But as primaries begin for the midterm elections, the real question is: What do voters think?
Privacy, Protest and Punditry
Social media has played a role in political campaigning since at least 2007, when Barack Obama, then an Illinois senator, registered his first official Twitter handle. Since then, enormous numbers of political bids have harnessed the power of social platforms, through dramatic announcement videos on YouTube, Twitter debates, Reddit A.M.A.s, fireside chats on Instagram Live and more. TikTok, with its young-skewing active global user base of one billion, would seem a natural next frontier.
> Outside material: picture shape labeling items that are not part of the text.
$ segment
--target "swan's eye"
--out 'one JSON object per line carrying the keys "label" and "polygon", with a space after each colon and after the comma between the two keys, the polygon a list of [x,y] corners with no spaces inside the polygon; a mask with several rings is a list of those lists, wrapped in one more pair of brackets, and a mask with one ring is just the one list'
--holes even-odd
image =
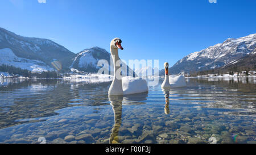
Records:
{"label": "swan's eye", "polygon": [[123,48],[121,45],[121,43],[122,43],[122,40],[121,40],[120,39],[117,40],[115,43],[115,45],[119,49],[123,50]]}

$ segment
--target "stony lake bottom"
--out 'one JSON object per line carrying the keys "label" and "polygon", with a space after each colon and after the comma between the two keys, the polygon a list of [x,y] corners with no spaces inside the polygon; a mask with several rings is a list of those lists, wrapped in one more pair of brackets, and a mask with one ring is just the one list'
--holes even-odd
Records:
{"label": "stony lake bottom", "polygon": [[121,97],[110,82],[2,81],[0,143],[256,143],[255,78],[186,79]]}

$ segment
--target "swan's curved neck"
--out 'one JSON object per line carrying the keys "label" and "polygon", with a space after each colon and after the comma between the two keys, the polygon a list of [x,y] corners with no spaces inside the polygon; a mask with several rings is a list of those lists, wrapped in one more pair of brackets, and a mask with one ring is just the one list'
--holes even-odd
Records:
{"label": "swan's curved neck", "polygon": [[169,83],[169,75],[167,74],[165,76],[164,81],[166,81],[166,83]]}
{"label": "swan's curved neck", "polygon": [[118,49],[111,48],[110,48],[111,56],[112,57],[112,60],[113,61],[114,65],[114,78],[116,78],[116,72],[117,70],[120,68],[120,66],[117,66],[117,61],[120,60],[118,55]]}
{"label": "swan's curved neck", "polygon": [[120,74],[117,73],[120,70],[121,68],[120,63],[118,63],[119,62],[118,61],[120,60],[118,56],[118,49],[110,48],[110,52],[114,65],[114,78],[109,87],[109,95],[122,95],[122,77],[118,77],[120,76]]}

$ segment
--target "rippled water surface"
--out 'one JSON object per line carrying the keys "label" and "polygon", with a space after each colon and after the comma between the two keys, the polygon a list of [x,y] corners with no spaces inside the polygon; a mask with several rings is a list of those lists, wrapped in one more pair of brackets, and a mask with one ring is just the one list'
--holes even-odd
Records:
{"label": "rippled water surface", "polygon": [[110,82],[2,81],[0,143],[255,143],[255,78],[187,81],[109,97]]}

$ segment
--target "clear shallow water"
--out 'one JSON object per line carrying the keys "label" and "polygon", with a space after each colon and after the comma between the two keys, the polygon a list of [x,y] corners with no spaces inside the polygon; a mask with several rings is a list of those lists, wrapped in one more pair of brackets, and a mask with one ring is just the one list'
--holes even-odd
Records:
{"label": "clear shallow water", "polygon": [[110,97],[110,82],[3,81],[0,143],[255,143],[255,78],[187,80]]}

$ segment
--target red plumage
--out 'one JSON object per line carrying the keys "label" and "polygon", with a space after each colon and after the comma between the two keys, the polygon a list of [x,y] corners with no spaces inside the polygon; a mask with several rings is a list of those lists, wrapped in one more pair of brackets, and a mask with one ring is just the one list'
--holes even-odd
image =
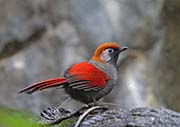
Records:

So far, though, compared with other platforms, it has been embraced by relatively few politicians. Their videos run the gamut of cringey — say, normie dads bopping along to viral audio clips — to genuinely connecting with people.
“TikTok is still in the novelty phase in terms of social media networks for political candidates,” said Eric Wilson, a Republican political technologist.
Republicans in particular have expressed concerns about the app’s parent company, ByteDance, whose headquarters are in China. In the final year of his presidency, Donald J. Trump signed an executive order to ban the app in the United States, citing concerns that user data could be retrieved by the Chinese government. (President Biden revoked the order last summer.)
After a brief stint on the app, Senator Marco Rubio of Florida, a Republican, deleted his account. He has since called on President Biden to block the platform entirely. In an email statement, Mr. Rubio, 50, wrote that TikTok “poses a serious threat to U.S. national security and Americans’ — especially children’s — personal privacy.”